Alright. There remained little doubt what the magician was looking for. Fisticuffs. He sniffed me out as the slightest fellow at a fairly large table and went in for the kill. Merry Christmas.
“Fuck you, man,” I said, combing through my mental thesaurus. “Why did you come over here? Just to get in my face, to make fun of the little guy, the guy with the funny hat? Nice work. Get out of here and carry on.” And I swept my hand away, like some bored magnate releasing the hayseeds from my audience.
“Fuuuuuuuck you,” said he. I noted the intellectual turn our bon mots were taking. It was nearly 3 o’clock in the morning, after all. Vocabulary, like my starring pate, grows thin into the wee hours.
“Listen, I’ll smash your face into a curb if you don’t get out of here.”
“I’d like to see that,” Gabriel said, suddenly standing erect with his arms thrown to his sides, his back arched as if he were about to launch into a gymnast’s routine. In a way, he was.
“You punter,” I said. And then, some words I had never strung together but always pined to glue into a massive, triumphant, altogether crushing sentence, “You want to step outside?”
“Yes,” he answered, very quickly. Oh Jesus, I thought. This is going to happen – a fight. I’m going to get bloodied and Gabriel’s going to bleed and this is just going to be an awful mess. I like neither the notion of smashing someone’s teeth in nor having my own dental work displayed willy-nilly upon a barroom floor.
“Just one thing,” he said, sneaking closer. “We gotta make a deal first.”
“What?”
“I don’t call the police, you don’t call the police. No matter what.”
“Deal.”
This was all going terribly south, and during the holidays, no less. I was just sliding off my jacket when a thought occurred to me, a revelation I had heard many years ago in high school from my wrestling coach.
“You know what, magician? I’m going to impose a rule of my own. We’ll fight, and maybe you’ll kick my ass, or I’ll kick yours. Don’t worry about that. I can guarantee you that I will not quit fighting for 30 minutes. You can knock me out and walk away and 15 minutes later I’ll follow you and find you and we’ll keep going. Or, maybe I’ll knock you out in 15 minutes. I’ll keep knocking you out for the next 15 minutes. That’s my rule.” I noted that I may break his neck on a street curb and that he may leave me on the ground bleeding to death, but the 30 minute rule applied. We both remained calm, chatting to one another with evil intentions.

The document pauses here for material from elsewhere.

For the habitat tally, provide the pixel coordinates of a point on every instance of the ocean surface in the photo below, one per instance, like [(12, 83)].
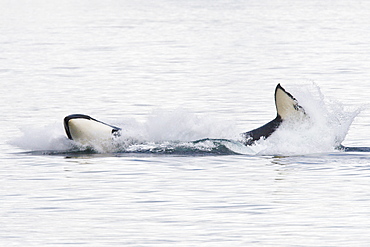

Alas, these engagements so rarely ripen to bulbous richness. Indeed, some third party usually dives in and parts the churning waters, thank god. The Peter Jackson obsessed Kiwi karate chopped his arms between Gabriel and I and put an abrupt end to the madness. He berated the magician for getting in our faces, uninvited, as we quietly chatted amongst ourselves. The reproach continued two minutes longer, for both of us, until Gabriel returned to his magical barstool, sulking, probably thinking of jumping me on my bar exit. I almost immediately forgot about him.
Crisis averted, just like that, over in less time than it took Gabriel to levitate his blue lighter. The tubby fellow with the paper flowers informed me, “Dude, I don’t think you wanted to fight that guy. I saw him kick the shit out of two dudes a couple weeks ago.” My shoulders went up and down.
“Two dudes who don’t know how to fight don’t pose much of a challenge,” I harrumphed, swimming through an ocean of false cockiness.
Secretly, I thought I may have snuck out of a very nasty situation. Scott, returning from the bar, informed me that the magician had confided, “I don’t think I wanted to mess with that guy, anyway.” Hence, my arrogant and foolhardy confidence in my undersized fists remains intact to this year of our lord, 2011.
No blood was shed. Scott and I took off after we finished our beers. And so another happy holiday evening came to a wobbly end in South Korea, the land of the skinniest Santas on the planet.


2 Comments
Nice one Dave. Good motivation for my first Asian Christmas.
I can tell that you have a good time while you’re writing…and that you still work hard to get it so fluid. I really enjoy your wit and honesty as you lay out the scenes of misadventure.
I look forward to the next one.
Thanks, bro. The feeling is mutual. Kick Santa’s butt this Christmas in Japan!